More than 116,000 ethnic Sahrawis "forgotten by the world" have fled since Morocco sent forces to the West Sahara in 1975. Ban said he wants to restart negotiations to bring an end to the 40-year old conflict.
UN Secretary-General Ban Ki-moon said on Sunday that he had asked the UN envoy to Western Sahara to restart talks between the Polisario Front and Morocco.
"I asked my special envoy Christopher Ross to resume his shuttle diplomacy to create the appropriate atmosphere for the resumption of talks," Ban told reporters in Algiers, the Polisario Front's largest state supporter.

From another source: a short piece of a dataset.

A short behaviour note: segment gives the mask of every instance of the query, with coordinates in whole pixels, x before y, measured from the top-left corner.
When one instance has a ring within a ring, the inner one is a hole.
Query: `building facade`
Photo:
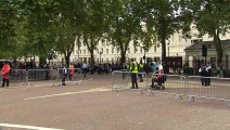
[[[182,56],[183,61],[189,61],[190,66],[192,67],[192,61],[194,58],[194,55],[188,55],[186,54],[184,49],[192,43],[196,41],[213,41],[212,37],[208,37],[208,35],[203,36],[202,38],[199,38],[199,31],[195,28],[194,25],[191,26],[191,38],[186,38],[180,32],[175,32],[171,35],[170,39],[166,41],[166,56]],[[222,32],[220,35],[221,40],[230,39],[230,34]],[[141,43],[140,43],[141,44]],[[161,44],[153,46],[148,51],[144,50],[143,46],[140,47],[133,47],[132,41],[130,41],[129,48],[126,52],[126,58],[129,61],[130,58],[136,58],[137,62],[143,58],[145,53],[145,57],[151,58],[161,58],[162,56],[162,48]],[[228,53],[227,53],[228,54]],[[201,53],[195,53],[195,56],[201,56]],[[209,55],[208,58],[216,57],[215,53],[213,55]],[[230,57],[228,55],[225,55],[225,57]],[[116,47],[113,47],[112,44],[102,43],[101,41],[98,44],[98,49],[94,50],[94,61],[95,63],[118,63],[120,58],[120,52]],[[225,58],[226,60],[226,58]],[[210,61],[210,60],[208,60]],[[230,60],[229,60],[230,61]],[[73,63],[82,63],[82,62],[90,62],[90,53],[87,49],[87,47],[82,43],[80,46],[80,49],[77,49],[77,46],[71,56],[71,62]]]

When Spanish colonial forces withdrew from the Western Sahara in 1975, Morocco sent military forces to lay claim to the phosphate-rich territory, prompting a guerilla campaign by Sahrawi forces known as the Polisario Front.
The guerillas contest that the Western Sahara belongs to ethnic Sahrawis, although Rabat says the former Spanish territory is an integral part of the Kingdom of Morocco.
Ban said he wants to relaunch negotiations between both sides to bring a peaceful end to the 40-year conflict. The UN brokered a ceasefire in 1991, although the international body is hoping to push through a referendum on the territory's sovereignty.
'Forgotten by the world'
The UN chief on Saturday visited Algeria's harsh Tindouf area, where a collection of camps house some 90,000 Sahrawi refugees, according to figures from the international organization.
"What really moved and even saddened me was the anger," Ban said after visiting the Sahrawi refugee camp.
"Many people expressed their anger, people who for more than 40 years have lived in the harshest conditions and who feel their plight and their cause have been forgotten by the world," the UN chief added.
Last week, Polisario leader Mohamed Abdelaziz said the UN chief's visit to the area was the best chance to reset negotiations between the feuding parties.